Catching My Eye

I’ve run across several extremely interesting observations from econbloggers this morning that I thought I’d share with you.

•  Brad Setser has an interesting take on PBoC President Zhou’s comments on the dollar of last week. As I read it he sees it as continuing justification for China pegging the yuan to the dollar.

•  Edward Harrison at naked capitalism argues an interesting case: Obama isn’t the 21st century Roosevelt but the 21st century Hoover.

•  Henry Blodget (along with others at Clusterstock) wonders why bankers, notably BoA’s Ken Lewis, are getting such kid glove treatement while GM’s Rick Wagoner gets the axe. I think I can explain that. The White House’s pool of economic advisor’s isn’t filled to the brim with auto execs.

•  The Good News Economist lists the positive indications for the economy.

That’s the lot.

8 comments… add one
  • Drew Link

    Speaking of eye catchers: If true, this is incredible.

    This was emailed to me. I have no idea if “Zerohedge” is a reputable site or whether this piece has any credibilty. Do any readers know?

    (DS – I hope its OK to post something like this on your site.)

  • No problem, Drew.

    It’s certainly interesting. If anybody ever had the idea that we could shove $1 trillion at banks and insurance companies and not distort the market to the point at which nobody could figure out who had the button, they were kidding themselves.

  • PD Shaw Link

    Interesting, but I question the whole conspiratorial ring about AIG unwinding portfolios. I thought that’s what AIG was supposed to do. I thought AIG was getting out of some of its business lines, and that the government funding helped it unwind over a more generous time frame than insolvency in the midst of a credit crisis. Also, the government was worried less about AIG, than the (too big to fail) banks AIG had deals with.
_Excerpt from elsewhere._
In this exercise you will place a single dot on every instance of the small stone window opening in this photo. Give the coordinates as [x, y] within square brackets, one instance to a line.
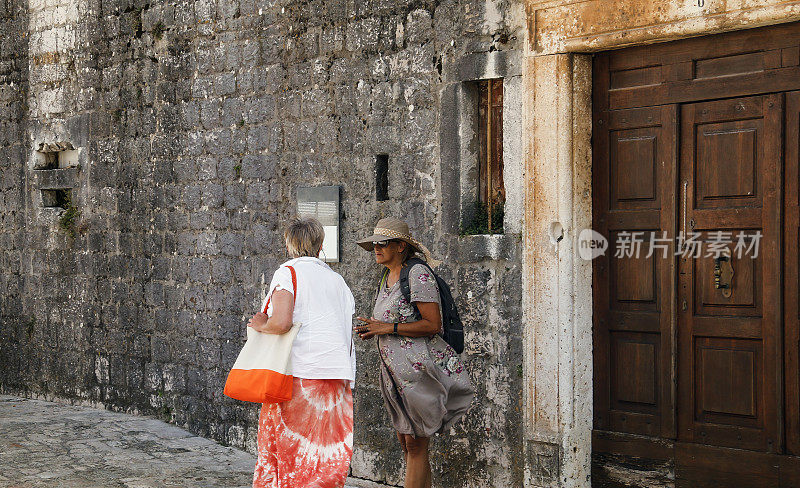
[55, 155]
[61, 198]
[487, 215]
[382, 177]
  • PD, I think the issue is less one of conspiracy-hunting than of trying to cipher out what’s going on with the banks. If most or all of the the banks’ bottom line can be attributed to federal money, it’s different than if it isn’t.

  • Drew Link

    PD –

    It seems to me the issue is one of 1) preferential treatment of bank’s (private) security holders and 2) transparency. Now, you could say to me “what are you talking about?” The bank’s securities holders are getting gobs of govt money. Yes, but not at the detriment of AIG’s. Also, it doesn’t seem to me that there is a general understanding that this is going on.

    In addition, as I snarked to odo over at OTB, does he support Obama’s announcement today that all Citi and BofA shareholders get GM cars for half price??

  • PD Shaw Link

    OK, conspiracy-hunting might be a better characterization of your regular commentor that predicts the new CEO of GM will be driving a Ford. (Oh yea, that’s me)

    But Tom Maguire pointed out a few weeks ago that the AIG money was going to the big banks, including foreign banks. I guess that made sense to me, to the extent that AIG was not too big to fail, the banks for whom it was contracting for counterparty risk were.

    Transparent? Hell no. One of the reasons I commented was to see if I might be corrected on my assumption that AIG is getting out of its more risky ventures. If I were running AIG, I’d be advertising it; its name has become synonymous with risk and uncertainty; how can it sell insurance?

  • PD Shaw Link

    BTW/ isn’t the reason that Ken Lewis is still around that he is doing the government’s bidding, specifically he got BofA to buy Merill Lynch? Is the CEO of Chrysler going to be around in 30 days? Probably depends on whether he makes the deal.